Maar zou u dan het publiek niet missen?
"Och, weet u, het plezier aan het repertoire is helaas weg. Op het laatste moment te moeten inspringen is vaak een kwelling. Het maar al te vaak onprofessionele musiceren.... niet zelden is het je reinste 'Schule der Beiläufigkeit'. Het publiek wordt voor dom versleten. Natuurlijk is het ook gek: enerzijds hoor je van dat publiek krachtig boegeroep, anderzijds laat het zich kritiekloos van alles voorzetten. Als het maar luid, snel en hoog is.
Dat is een ander probleem. De meeste mensen lijken zich minder intensief met muziek bezig te houden. Ik stel de laatste jaren een opvallend verminderde concentratie vast bij de luisteraars. Vaak is het erg onrustig in de zaal."
Voelt u zich als kunstenares in de steek gelaten?
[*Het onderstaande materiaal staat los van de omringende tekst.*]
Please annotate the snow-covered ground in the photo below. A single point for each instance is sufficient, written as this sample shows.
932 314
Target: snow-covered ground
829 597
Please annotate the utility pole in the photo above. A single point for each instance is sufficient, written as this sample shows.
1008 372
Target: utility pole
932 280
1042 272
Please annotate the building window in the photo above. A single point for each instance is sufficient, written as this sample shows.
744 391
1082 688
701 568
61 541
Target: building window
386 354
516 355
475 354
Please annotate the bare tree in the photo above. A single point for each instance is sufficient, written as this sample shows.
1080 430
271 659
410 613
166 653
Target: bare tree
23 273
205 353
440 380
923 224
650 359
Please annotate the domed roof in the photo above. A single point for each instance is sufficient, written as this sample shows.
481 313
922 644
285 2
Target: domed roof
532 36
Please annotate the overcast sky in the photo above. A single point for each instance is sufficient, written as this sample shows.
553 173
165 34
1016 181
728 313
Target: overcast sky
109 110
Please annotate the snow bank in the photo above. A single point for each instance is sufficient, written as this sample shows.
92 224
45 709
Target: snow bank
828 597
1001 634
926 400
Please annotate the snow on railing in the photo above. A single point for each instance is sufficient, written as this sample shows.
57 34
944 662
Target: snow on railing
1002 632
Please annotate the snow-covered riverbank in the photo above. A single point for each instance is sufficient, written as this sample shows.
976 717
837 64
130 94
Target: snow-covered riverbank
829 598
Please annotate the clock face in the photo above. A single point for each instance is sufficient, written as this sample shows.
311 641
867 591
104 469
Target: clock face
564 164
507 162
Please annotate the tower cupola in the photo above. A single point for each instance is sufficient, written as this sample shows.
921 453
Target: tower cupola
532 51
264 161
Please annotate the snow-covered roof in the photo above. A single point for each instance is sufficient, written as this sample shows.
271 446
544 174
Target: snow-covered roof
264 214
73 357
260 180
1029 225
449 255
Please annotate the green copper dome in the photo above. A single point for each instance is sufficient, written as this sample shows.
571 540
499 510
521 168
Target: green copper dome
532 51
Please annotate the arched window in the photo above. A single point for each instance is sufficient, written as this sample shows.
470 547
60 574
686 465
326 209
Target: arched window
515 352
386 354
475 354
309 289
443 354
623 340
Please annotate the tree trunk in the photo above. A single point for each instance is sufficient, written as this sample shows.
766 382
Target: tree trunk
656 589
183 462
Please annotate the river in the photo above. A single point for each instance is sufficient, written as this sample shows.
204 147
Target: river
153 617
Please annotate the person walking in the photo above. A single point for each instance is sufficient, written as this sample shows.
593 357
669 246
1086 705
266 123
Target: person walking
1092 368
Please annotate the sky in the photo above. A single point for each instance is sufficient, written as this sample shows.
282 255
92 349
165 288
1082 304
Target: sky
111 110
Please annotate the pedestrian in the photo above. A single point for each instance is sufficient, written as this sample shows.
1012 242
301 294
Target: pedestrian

"Het muzikale klimaat is niet bijster gunstig. Je stuit te vaak op een geborneerde stemming. Zo van: 'Dat kennen we nu allemaal wel'. Je moet bereid zijn om wat moeite te doen voor kunstgenot. Dat begint met de opvoeding, die nogal te wensen blijkt over te laten. Ik ben dus nogal sceptisch voor de toekomst.
In zoverre zou ik ook rustig kunnen ophouden, omdat ik in mijn leven al zoveel fenomenaal mooie muziek heb meegemaakt en gehoord, dat het eigenlijk voldoende is om gedurende twintig levens te recapituleren."